Situated on the corner of Tamar and Cimitiere Streets, the Albert Hall is owned by Council and operated by the Hotel Grand Chancellor. The Great Hall, Tamar Valley and John Duncan rooms are hired for a vast array of events, from school balls, university graduations and awards nights, to antiques fairs, concerts and major conferences. There is also an adjacent cafe overlooking City Park.
Built in 1891 to house the Tasmanian Industrial Exhibition, the Albert Hall is one of Launceston's most significant heritage buildings. The corner stone was laid by Samuel John Sutton, Esq. Mayor of Launceston on 2 April 1890. The exhibition itself was designed to ease the social misery caused by the depression of the 1880s. The opening ceremony in November, 1891, was preceded by a parade 10 city blocks long, led by the Mayor John Gould on a white horse.
The historic Brindley organ
The Brindley organ is situated in the Great Hall, was featured in the celebrations. "Nearly 2000 pipes, 30 pedals, 27 stops and a million parts seemed like a lot of trouble to go to create a single musical instrument".

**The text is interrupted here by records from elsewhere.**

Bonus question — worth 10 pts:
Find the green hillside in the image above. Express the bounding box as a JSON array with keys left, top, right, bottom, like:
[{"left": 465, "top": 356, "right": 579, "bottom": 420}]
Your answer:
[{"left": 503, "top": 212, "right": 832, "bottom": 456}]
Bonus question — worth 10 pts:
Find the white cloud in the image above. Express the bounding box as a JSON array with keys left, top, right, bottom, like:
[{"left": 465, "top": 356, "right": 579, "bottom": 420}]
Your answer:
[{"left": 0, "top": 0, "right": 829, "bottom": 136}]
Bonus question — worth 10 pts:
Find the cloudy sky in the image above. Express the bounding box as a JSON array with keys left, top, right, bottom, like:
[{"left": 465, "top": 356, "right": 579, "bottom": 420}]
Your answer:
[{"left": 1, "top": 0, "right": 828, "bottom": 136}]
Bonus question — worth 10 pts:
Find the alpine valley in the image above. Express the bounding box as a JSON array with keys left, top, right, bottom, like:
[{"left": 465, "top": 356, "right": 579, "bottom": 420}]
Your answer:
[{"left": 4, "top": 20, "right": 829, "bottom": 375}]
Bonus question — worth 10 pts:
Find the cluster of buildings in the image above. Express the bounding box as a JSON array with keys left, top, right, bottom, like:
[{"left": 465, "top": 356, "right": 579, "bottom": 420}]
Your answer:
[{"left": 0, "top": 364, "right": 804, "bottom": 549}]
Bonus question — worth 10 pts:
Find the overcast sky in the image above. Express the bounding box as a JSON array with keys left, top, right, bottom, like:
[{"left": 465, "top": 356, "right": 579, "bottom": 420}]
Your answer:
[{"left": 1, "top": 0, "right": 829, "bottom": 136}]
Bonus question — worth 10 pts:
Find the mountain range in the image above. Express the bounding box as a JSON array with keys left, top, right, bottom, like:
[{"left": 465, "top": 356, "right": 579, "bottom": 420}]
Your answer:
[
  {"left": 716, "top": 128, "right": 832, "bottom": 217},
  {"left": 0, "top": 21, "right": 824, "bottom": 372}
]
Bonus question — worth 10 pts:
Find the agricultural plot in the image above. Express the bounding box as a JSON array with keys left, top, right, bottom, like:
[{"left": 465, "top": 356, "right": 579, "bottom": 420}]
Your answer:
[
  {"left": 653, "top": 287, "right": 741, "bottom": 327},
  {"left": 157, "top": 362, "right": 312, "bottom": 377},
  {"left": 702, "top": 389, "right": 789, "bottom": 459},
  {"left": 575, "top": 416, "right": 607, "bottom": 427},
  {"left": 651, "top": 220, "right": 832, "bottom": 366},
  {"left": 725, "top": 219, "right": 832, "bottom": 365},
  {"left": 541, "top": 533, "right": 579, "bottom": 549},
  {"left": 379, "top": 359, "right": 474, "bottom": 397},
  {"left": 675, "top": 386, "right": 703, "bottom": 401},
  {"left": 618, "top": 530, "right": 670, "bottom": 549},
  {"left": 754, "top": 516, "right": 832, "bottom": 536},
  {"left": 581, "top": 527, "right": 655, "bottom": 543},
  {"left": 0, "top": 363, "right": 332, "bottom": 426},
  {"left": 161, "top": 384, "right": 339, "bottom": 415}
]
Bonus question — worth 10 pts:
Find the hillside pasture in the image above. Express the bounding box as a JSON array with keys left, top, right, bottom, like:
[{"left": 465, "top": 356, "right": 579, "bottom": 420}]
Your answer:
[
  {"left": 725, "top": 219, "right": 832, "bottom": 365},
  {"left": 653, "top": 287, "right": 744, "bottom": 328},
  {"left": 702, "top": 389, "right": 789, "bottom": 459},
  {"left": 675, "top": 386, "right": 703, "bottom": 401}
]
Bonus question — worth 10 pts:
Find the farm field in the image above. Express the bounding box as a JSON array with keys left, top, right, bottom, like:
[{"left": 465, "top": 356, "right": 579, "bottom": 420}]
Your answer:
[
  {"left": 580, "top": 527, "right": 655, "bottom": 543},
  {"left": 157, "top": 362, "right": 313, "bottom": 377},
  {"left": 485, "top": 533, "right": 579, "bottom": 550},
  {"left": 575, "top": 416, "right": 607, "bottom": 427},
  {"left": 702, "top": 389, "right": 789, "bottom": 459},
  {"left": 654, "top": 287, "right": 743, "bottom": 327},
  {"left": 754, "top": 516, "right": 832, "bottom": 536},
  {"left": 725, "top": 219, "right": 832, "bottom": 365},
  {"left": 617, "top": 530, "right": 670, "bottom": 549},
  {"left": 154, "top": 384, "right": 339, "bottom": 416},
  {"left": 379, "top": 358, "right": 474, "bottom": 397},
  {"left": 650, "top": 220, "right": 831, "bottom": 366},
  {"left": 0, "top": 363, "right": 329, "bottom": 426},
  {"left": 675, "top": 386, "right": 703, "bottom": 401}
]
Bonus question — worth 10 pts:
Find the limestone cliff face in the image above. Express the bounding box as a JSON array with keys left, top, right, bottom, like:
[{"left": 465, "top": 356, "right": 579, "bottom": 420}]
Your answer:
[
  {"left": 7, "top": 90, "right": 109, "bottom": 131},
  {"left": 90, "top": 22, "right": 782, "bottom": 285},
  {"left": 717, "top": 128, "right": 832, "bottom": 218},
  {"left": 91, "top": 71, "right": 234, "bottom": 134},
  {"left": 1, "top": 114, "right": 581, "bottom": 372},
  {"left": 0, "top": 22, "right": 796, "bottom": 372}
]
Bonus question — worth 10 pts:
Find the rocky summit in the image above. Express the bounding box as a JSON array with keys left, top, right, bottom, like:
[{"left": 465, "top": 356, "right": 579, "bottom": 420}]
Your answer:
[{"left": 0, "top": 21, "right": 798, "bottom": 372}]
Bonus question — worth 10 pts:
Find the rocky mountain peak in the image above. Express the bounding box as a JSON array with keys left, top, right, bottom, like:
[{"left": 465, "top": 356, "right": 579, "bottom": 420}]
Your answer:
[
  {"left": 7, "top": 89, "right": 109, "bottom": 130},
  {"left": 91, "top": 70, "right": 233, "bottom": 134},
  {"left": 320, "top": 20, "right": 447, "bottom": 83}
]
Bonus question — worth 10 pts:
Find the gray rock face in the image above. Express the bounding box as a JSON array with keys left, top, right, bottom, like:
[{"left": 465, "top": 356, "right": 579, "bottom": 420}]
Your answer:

It is Australia's largest surviving organ pre-dating 1860, a rare example of the work of organ builder Charles Brindley and is the oldest community organ. Built of local timbers including blackwood and huon pine, the organ's bellows are lined with original kangaroo skin.
Believed to be the only one of its type in the world when installed in the Mechanics Institute, the organ originally was hand blown "by two strong men or one exceptionally strong man". In being relocated to the Albert Hall, it was later powered by water and has since been adapted to run on electricity, with water as a backup.